Default Cache Location

The cache is stored in a platform-appropriate location:

  • Linux: ~/.cache/huggingface/hub or $XDG_CACHE_HOME/huggingface/hub
  • macOS: ~/Library/Caches/huggingface/hub
  • Windows: %LOCALAPPDATA%\huggingface\hub

You can override with the HF_HUB_CACHE or HF_HOME environment variables.

Custom Cache Directory

$hf = HuggingFace::factory()
    ->withToken('token')
    ->withCacheDir('/custom/cache/path')
    ->make();

Downloading to Cache

// Download single file to cache
$cachedPath = $hub->repo('model')
    ->download('config.json')
    ->save();

// Check if file is cached
$isCached = $hub->repo('model')
    ->isCached('config.json');

// Get cached file path
$cachedPath = $hub->repo('model')
    ->getCachedPath('config.json');

Disabling Cache

$content = $hub->repo('model')
    ->download('file.bin')
    ->useCache(false)
    ->getContent();

Force Re-download

$content = $hub->repo('model')
    ->download('file.bin')
    ->force()
    ->getContent();

Error Handling

The library uses specific exception types for different error conditions:

use Codewithkyrian\HuggingFace\Exceptions\{
    HuggingFaceException,
    AuthenticationException,
    RateLimitException,
    NotFoundException,
    ApiException,
    NetworkException
};

try {
    $modelInfo = $hf->hub()->modelInfo('gp2');
} catch (AuthenticationException $e) {
    // Invalid or expired token
    echo "Auth error: " . $e->getMessage();
} catch (RateLimitException $e) {
    // Too many requests
    echo "Rate limited.
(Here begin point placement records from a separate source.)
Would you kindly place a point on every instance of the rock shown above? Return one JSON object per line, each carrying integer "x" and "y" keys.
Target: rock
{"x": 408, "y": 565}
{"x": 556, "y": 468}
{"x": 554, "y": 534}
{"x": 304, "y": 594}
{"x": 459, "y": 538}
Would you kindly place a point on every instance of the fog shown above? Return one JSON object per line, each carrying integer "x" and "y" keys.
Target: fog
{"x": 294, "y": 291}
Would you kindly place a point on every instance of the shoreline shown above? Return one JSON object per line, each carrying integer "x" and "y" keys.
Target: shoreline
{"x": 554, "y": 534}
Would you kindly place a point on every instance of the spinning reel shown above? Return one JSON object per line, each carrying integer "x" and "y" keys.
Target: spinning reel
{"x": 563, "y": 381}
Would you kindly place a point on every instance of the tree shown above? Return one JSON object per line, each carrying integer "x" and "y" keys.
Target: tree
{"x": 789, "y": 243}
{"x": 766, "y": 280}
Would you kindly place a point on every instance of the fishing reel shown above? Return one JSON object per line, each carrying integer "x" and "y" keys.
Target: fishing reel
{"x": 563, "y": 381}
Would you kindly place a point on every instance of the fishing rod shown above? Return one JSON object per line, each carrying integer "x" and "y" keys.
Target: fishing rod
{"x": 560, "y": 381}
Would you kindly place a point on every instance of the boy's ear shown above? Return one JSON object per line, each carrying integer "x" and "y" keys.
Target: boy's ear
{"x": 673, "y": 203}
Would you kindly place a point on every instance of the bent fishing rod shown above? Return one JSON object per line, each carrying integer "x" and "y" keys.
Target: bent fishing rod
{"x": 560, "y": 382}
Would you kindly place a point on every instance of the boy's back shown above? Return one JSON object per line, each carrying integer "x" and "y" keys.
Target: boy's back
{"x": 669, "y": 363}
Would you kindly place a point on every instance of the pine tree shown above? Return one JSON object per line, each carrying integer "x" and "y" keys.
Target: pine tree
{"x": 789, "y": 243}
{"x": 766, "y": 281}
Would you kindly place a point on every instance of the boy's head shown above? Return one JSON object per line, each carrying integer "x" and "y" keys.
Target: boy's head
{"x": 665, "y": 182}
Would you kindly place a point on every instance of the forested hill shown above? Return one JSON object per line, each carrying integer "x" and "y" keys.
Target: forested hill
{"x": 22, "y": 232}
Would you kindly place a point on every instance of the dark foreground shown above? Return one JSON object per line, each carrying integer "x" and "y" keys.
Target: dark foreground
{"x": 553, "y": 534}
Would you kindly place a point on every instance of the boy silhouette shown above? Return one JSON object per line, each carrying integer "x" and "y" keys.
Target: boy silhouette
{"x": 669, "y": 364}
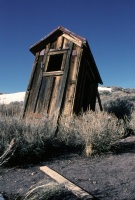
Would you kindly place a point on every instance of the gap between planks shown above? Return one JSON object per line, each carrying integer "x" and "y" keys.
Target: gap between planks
{"x": 69, "y": 185}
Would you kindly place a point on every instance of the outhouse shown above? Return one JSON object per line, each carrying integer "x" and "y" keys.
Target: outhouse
{"x": 64, "y": 78}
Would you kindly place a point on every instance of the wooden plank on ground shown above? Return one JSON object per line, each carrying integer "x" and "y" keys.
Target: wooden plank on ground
{"x": 69, "y": 185}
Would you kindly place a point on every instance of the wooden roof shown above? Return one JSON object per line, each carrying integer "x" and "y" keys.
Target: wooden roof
{"x": 80, "y": 41}
{"x": 54, "y": 34}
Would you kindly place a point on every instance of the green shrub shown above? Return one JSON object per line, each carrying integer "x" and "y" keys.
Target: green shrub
{"x": 50, "y": 191}
{"x": 96, "y": 131}
{"x": 120, "y": 107}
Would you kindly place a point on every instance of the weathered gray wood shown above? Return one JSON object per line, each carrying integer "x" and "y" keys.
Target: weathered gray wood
{"x": 30, "y": 84}
{"x": 53, "y": 73}
{"x": 77, "y": 191}
{"x": 63, "y": 83}
{"x": 36, "y": 91}
{"x": 99, "y": 101}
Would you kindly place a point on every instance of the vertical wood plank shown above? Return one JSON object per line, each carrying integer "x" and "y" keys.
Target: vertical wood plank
{"x": 63, "y": 83}
{"x": 52, "y": 107}
{"x": 30, "y": 85}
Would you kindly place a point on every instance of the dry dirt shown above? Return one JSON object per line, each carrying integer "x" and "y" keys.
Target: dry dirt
{"x": 108, "y": 177}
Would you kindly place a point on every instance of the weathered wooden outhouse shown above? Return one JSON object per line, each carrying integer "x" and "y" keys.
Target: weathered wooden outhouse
{"x": 64, "y": 77}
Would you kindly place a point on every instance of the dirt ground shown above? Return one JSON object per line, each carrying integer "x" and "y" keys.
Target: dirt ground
{"x": 107, "y": 177}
Retry after: " . $e->retryAfter . " seconds";
} catch (NotFoundException $e) {
    // Model or resource not found
    echo "Not found: " . $e->getMessage();
} catch (NetworkException $e) {
    // Connection issues
    echo "Network error: " . $e->getMessage();
} catch (ApiException $e) {
    // Other API errors
    echo "API error ({$e->statusCode}): " . $e->getMessage();
}

Automatic Retries

The library automatically retries on transient failures:

  • Server errors (5xx): Retried with exponential backoff
  • Rate limits (429): Retried after the Retry-After delay
  • Network failures: Retried up to 3 times

This happens transparently so you don't need to implement retry logic yourself.

Examples

The examples/ directory contains ready-to-run scripts:

Directory Description
examples/hub/ Hub operations (search, download, upload)
examples/inference/ Inference API examples for all tasks

Run any example:

HF_TOKEN=your_token php examples/inference/chat_completion.php

php examples/hub/search.php

API Reference

See the API Reference for complete documentation of all classes and methods.

Contributing

Contributions are welcome! Please see CONTRIBUTING.md for guidelines.

License

MIT License. See LICENSE for details.